Patience Afulani came to UCSF as a postdoctoral research fellow and ultimately joined the faculty, working in maternal health. Dilys Walker, MD, director of IGHS’s Center for Global Maternal, Newborn and Child Health, said Afulani thinks and acts both globally and locally—on improving women’s pregnancy and birth experiences and outcomes in Kenya and her native Ghana, as well as in San Francisco.
Afulani has a project underway in Kenya and Ghana addressing healthcare provider stress and unconscious bias that exemplifies the benefits of IGHS’s philosophy in investing in people.
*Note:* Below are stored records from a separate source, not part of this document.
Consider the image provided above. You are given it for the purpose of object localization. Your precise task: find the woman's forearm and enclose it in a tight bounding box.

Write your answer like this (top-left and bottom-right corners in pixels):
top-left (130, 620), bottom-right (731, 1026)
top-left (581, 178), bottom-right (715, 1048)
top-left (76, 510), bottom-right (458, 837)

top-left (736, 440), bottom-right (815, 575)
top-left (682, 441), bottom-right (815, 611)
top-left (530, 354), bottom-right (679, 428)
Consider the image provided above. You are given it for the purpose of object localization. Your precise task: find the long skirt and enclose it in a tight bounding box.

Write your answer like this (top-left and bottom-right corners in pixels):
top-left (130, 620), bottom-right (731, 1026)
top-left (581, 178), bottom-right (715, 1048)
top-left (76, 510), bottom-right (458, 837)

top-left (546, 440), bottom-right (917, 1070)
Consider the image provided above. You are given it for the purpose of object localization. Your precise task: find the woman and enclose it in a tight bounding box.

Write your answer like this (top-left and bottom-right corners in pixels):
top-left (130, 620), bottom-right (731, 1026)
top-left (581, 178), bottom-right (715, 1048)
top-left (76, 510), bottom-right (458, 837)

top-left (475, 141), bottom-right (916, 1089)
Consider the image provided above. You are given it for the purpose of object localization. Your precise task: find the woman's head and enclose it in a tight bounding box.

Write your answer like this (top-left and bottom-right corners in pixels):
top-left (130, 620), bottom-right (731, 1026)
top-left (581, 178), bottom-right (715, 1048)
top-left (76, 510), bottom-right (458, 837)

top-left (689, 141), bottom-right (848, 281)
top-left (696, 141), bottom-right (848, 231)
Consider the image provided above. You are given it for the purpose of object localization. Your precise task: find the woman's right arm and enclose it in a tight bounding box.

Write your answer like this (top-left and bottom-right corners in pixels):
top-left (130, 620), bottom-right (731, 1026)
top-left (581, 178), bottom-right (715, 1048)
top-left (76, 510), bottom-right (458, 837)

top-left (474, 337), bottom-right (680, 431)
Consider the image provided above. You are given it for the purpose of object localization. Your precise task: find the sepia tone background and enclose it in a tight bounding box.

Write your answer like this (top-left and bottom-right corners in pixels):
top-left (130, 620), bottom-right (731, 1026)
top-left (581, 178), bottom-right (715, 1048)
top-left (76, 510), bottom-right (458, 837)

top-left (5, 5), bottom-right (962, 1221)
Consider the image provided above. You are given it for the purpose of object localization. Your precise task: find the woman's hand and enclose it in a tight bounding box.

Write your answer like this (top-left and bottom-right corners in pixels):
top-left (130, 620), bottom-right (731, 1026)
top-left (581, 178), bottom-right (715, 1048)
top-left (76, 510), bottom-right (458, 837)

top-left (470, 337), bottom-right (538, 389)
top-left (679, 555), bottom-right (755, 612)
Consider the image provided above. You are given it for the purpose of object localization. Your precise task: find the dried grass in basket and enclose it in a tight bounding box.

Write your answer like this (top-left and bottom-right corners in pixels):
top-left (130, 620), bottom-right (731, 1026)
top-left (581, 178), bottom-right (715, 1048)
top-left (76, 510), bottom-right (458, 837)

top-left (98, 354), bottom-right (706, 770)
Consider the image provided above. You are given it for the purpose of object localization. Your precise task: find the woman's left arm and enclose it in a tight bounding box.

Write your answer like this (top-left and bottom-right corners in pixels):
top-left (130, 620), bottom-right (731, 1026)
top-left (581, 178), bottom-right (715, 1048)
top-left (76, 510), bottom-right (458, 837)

With IGHS’s support, Afulani is now paying her experience forward, launching a program that improves the skills and experiences for many more women’s health providers—who, in turn, improve their patients’ lives.
“I had practiced in Ghana as a clinician before coming to the U.S. to earn a PhD in public health at UCLA,” Afulani says. That experience helped shape the project because Afulani saw how overburdened her fellow providers were. She and her colleagues quickly realized that, while their initial goal was to improve patients’ experiences, they couldn’t just give more tasks to already-stressed providers.
“How can we improve the providers’ experience as a way of improving the patient experience?”
– Patience Afulani
“By helping providers better manage their stress and prevent burnout, and helping providers to be more aware of their biases, can this impact their interaction with patients? Can we improve the experience of pregnant women? And can we reduce the inequities in people’s experiences?”
The project has received funding from the NIH, first for a pilot project conducted in 2022, and now to expand to 40 sites in the two countries over the next five years.
The program uses an intervention called CPIPE—Caring for Providers to Improve Patient Experience. It has five components:
- Training. Providers are taught valuable skills in care and delivery, including simulations on handling stressful situations and difficult patient encounters, as well as how to recognize the unconscious class-based bias that often creeps into patients’ experience. “Women from wealthier households report that they had a better experience than women from lower income households,” Afulani says. “Providers talked about how they unconsciously mistreat some women.”
- Mentorship. The program pairs providers with a more experienced person from their own facility.
- Peer support. Providers meet together as a group—nurses with nurses, support staff with other staffers, clinical officers and doctors with their peers. “These groups provide them with the opportunity to debrief on things that are happening on their ward, and also to connect with each other,” Afulani says. “It’s also an opportunity for them to brainstorm solutions to the issues they are facing.”
- Leadership. Issues discussed during peer support group meetings are brought up to the facility and county leadership, so that the providers can help improve the situations that lead to stress and burnout.
- Embedded champion. Providers identify two people in their facility to serve as “champions,” who lead activities in their facilities and bring issues to leadership’s attention.
The pilot showed that “providers love participating in it,” Afulani says. “We have data showing the impacts on perceived stress, on burnout and on providers’ reported perceptions of how it’s improved their own experiences as well as their interactions with patients.”
In the new trial, she says, “we’re collecting patient outcome data to see that the intervention actually translates into impacts for patients.”